One of my favorite springtime desserts is cheesecake and it’s a beautiful finish to Easter dinner. Your collection of Easter desserts won’t be complete without this recipe. It’s THAT good! Did you know that April 23rd is National Cherry Cheesecake Day? I’m not sure, who in their wisdom, designates a day to be all about a particular food, but the cherry cheesecake guy…I’m guessing we would get along. 🙂
Cheesecake is one of those things that people are very particular about. There are the purists for whom only a traditional New York cheesecake will do. And then there are those who don’t want to be tied to the oven and opt for completely no-bake cheesecake options. I, and therefore my family, fall somewhere in the middle. My recipe is a baked cheesecake, but nothing about it is traditional. A couple of my kids won’t eat any other cheesecake – only this one. I’ve never had a guest that didn’t feel this beautiful dessert is absolutely scrumptious; and I’m guessing you’re not only going to love how simple it is, but will enjoy the rich, creamy flavor as much as we do!
My cheesecake recipe is made in three simple stages – crust, filling and topping. The crust really sets this cheesecake apart from the crowd. It bakes up to be something like a soft, chewy sugar cookie and it’s so easy to make. A yellow cake mix, a little butter and an egg are all you’ll need to whip up this sweet, tender crust. Press it into the bottom of a 9×13 baking pan and move on to your filling.
Mixing the filling is more what you would expect, if you make a lot of cheesecake. Beat together PHILADELPHIA Cream Cheese with eggs, sugar and vanilla. Pour the filling over the crust in your baking pan and pop it all in the oven to bake until the filling is set.
The topping for our cheesecake is another unique feature of this recipe. Sour cream, sugar and vanilla are whipped together and spread over the cheesecake, shortly after it is removed from the oven. Cool the cheesecake on a cooling rack and then place it in the refrigerator to chill, for several hours. You can spread the berry topping over the cheesecake before chilling it or if you are like us and have family members who have different preferences for the fruit topping, just before serving, remove the cheesecake from the fridge, cut it into individual servings and add the fruity pie filling of each person’s choice to finish off this beautiful and delicious dessert. Yum!
- 1 yellow cake mix
- 5 Tablespoons butter
- 1 large egg
- 2 (8 oz) pkgs PHILADELPHIA Cream Cheese
- 2 large eggs
- ¾ cup sugar
- 1 Tablespoon vanilla
- 2 cups sour cream
- ¼ cup sugar
- 1 Tablespoon vanilla
- 1 (21 oz) can fruit pie filling (your choice of flavors)

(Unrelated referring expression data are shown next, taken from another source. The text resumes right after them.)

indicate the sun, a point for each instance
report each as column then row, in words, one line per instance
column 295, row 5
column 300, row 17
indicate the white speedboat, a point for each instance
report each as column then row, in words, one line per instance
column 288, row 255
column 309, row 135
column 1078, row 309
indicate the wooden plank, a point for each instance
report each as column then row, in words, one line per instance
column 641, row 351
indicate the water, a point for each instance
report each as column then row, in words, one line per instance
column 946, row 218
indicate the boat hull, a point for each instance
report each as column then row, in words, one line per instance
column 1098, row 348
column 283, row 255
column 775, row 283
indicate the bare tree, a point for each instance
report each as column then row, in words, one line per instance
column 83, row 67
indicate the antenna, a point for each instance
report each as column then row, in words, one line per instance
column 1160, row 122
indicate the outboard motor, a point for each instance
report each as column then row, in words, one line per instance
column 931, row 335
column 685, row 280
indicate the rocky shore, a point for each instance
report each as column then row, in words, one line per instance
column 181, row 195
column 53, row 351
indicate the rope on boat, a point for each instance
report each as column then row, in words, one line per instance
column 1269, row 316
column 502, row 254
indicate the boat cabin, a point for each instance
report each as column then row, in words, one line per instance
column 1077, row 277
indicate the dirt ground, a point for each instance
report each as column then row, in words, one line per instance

- Preheat oven to 350 degrees.
- Mix cake mix, egg and butter for crust, with an electric mixer, until they are incorporated and crumbly. Press into an ungreased 9x13 pan. Set aside.
- Beat cream cheese, eggs, sugar and vanilla for filling on medium/high speed with an electric mixer. Continue beating until filling is smooth and creamy. Pour filling over the crust in your 9x13 pan.
- Bake at 350 degrees for 20-25 minutes or until the cheesecake is set in the center.
- Remove the cheesecake from the oven and set on a wire cooling rack to cool.
- Mix up the sour cream topping by stirring together the sour cream, sugar and vanilla. When fully mixed, spread the topping over the warm cheesecake and allow the cheesecake to finish cooling.
- Once cool, spread the pie filling over the top of the cheesecake, cover and refrigerate until you are ready to serve. Alternatively, you can refrigerate the cheesecake without the fruit topping. When ready to serve, cut the cheesecake into squares and top with each individual’s favorite fruit pie filling. I try to have two or three options available.